La Fuerza Naval de Estados Unidos completó 42 ataques en aguas internacionales del océano Pacífico y el mar Caribe, desde que inició su intervención militar contra el narcotráfico, y aún así, todavía los narcos siguen despachando drogas por esas rutas.
El despliegue de ocho buques, un portaaviones, un submarino y más de 4.000 uniformados comenzó a finales de agosto de 2025, y produjo el primer bombardeo el 2 de septiembre, que dejó 11 muertos en el Caribe.
El más reciente fue el 16 de febrero de 2026, con un triple ataque en el Pacífico Oriental y el Caribe, que dejó también 11 víctimas.
Según el conteo de la Fundación Insight Crime, que analiza el comportamiento del crimen en las Américas, a la fecha van 145 personas fallecidas en la intervención bélica, denominada Lanza del Sur.
No obstante, el hecho de que todavía sigan zarpando narcolanchas por esos sectores, sin importar el despliegue letal de los norteamericanos, implica que la Fuerza Naval de EE.UU. no ha resultado ser disuasiva para los traficantes.
Más allá de que el flujo de drogas use otros medios, como avionetas, vehículos terrestres (vía Centroamérica) y buques mercantes, las lanchas y semisumergibles continúan zarpando desde Colombia, Ecuador y Venezuela hacia Norteamérica, atravesando aguas custodiadas por los radares y marinos estadounidenses.

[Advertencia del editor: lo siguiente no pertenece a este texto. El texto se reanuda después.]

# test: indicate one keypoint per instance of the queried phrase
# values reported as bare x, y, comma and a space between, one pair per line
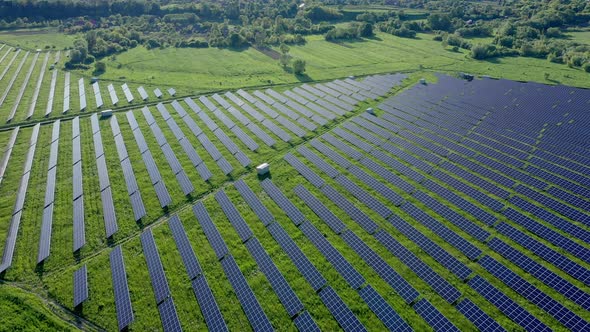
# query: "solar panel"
283, 290
353, 212
80, 286
542, 273
344, 268
433, 317
193, 268
320, 210
245, 138
384, 270
478, 317
283, 202
439, 284
305, 267
78, 217
154, 265
45, 238
364, 197
548, 234
108, 210
441, 230
169, 317
261, 134
304, 322
208, 306
120, 288
343, 315
533, 294
276, 130
430, 247
233, 216
210, 230
225, 166
255, 204
452, 216
305, 171
248, 301
142, 93
383, 310
319, 162
162, 194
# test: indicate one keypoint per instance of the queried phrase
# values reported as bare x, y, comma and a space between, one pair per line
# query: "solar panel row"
47, 221
108, 208
19, 204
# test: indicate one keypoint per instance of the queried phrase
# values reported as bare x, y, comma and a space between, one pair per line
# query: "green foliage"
298, 66
438, 21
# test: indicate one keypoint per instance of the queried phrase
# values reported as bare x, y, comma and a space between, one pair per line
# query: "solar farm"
390, 204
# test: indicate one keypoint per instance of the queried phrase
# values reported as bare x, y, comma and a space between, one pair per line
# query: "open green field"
194, 72
212, 69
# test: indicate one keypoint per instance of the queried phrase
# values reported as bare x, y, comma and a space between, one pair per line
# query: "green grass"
33, 39
22, 310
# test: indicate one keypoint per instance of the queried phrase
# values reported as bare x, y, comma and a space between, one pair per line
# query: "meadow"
194, 72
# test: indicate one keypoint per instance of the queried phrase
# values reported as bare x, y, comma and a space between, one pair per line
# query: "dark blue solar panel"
283, 290
548, 234
283, 202
441, 230
169, 317
478, 317
248, 301
209, 308
120, 288
320, 209
210, 230
383, 310
353, 212
452, 216
364, 197
252, 200
542, 273
433, 317
346, 270
304, 322
305, 267
533, 294
305, 171
233, 216
385, 271
439, 284
193, 269
155, 269
430, 247
343, 315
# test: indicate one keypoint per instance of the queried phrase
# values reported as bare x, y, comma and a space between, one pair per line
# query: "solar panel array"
129, 175
153, 172
20, 202
108, 207
47, 221
185, 183
123, 307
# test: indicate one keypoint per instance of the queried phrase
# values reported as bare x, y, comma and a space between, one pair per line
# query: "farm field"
400, 196
429, 196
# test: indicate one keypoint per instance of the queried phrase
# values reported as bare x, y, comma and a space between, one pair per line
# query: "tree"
439, 21
298, 66
100, 67
366, 30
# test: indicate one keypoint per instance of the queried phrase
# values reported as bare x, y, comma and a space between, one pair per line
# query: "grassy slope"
20, 309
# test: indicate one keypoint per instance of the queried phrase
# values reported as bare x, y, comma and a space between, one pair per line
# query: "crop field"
446, 209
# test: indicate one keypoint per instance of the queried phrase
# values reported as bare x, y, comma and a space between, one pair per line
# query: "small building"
263, 169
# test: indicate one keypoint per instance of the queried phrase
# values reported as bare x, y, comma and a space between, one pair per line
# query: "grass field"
193, 72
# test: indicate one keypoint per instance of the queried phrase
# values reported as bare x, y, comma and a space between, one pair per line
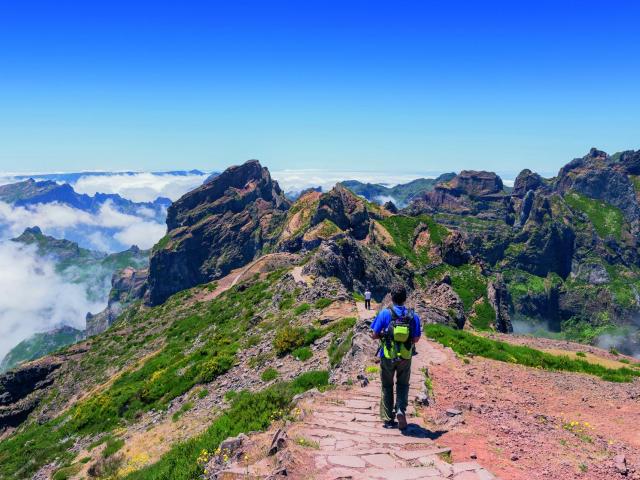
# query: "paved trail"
352, 444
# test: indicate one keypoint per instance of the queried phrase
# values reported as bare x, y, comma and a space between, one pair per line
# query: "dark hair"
398, 294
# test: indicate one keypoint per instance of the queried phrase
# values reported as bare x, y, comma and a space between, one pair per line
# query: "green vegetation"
339, 347
521, 283
269, 374
605, 218
248, 412
322, 303
402, 229
485, 315
288, 338
67, 472
302, 308
218, 327
185, 408
467, 281
465, 343
112, 446
303, 353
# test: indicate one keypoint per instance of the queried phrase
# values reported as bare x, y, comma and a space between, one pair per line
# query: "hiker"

¿Cuáles son las principales organizaciones criminales detrás de esas rutas?
De acuerdo con información de la DEA, Europol y la Policía de Colombia, el Clan del Golfo, el ELN y las disidencias de las Farc operan como proveedores de la cocaína, y en algunos casos participan también en la exportación.
Las rutas suelen tener como puntos de acopio los puertos colombianos, ecuatorianos y venezolanos, con paradas logísticas en República Dominica, Haití, Bahamas, Panamá, Nicaragua, Honduras y México.
De Colombia, además de las redes transnacionales independientes, también se conocen despachos por la ruta del Caribe y el Pacífico de “la Oficina”, “los Pachenca”, “los Costeños”, “los Pepes” y la Nueva Junta Directiva del Narcotráfico.
En muchos casos, esas rutas se operan en alianza con mafias de México, Europa, África y Suramérica. Entre las más conocidas, figuran la Mocromaffia (Marruecos y Países Bajos), el Clan Devesa (España y África) y el Clan Kinahan (República de Irlanda).
La lista sigue con los carteles de Sinaloa y Jalisco Nueva Generación (México), el Primer Cartel Uruguayo, el cartel de Los Balcanes (Albania, Macedonia, Serbia, Montenegro y Croacia) y las mafias italianas de La Cosa Nostra, ‘Ndrangheta y La Camorra.
También participan el Cartel de los Soles y el Tren de Aragua, de Venezuela, al igual que los ecuatorianos “los Lobos” y “los Choneros”.
Desde la óptica de la Casa Blanca, todo ellos son terroristas, una denominación con la que justifica el empleo de la fuerza letal. Aún así, ya pasaron seis meses y las narcolanchas siguen zarpando.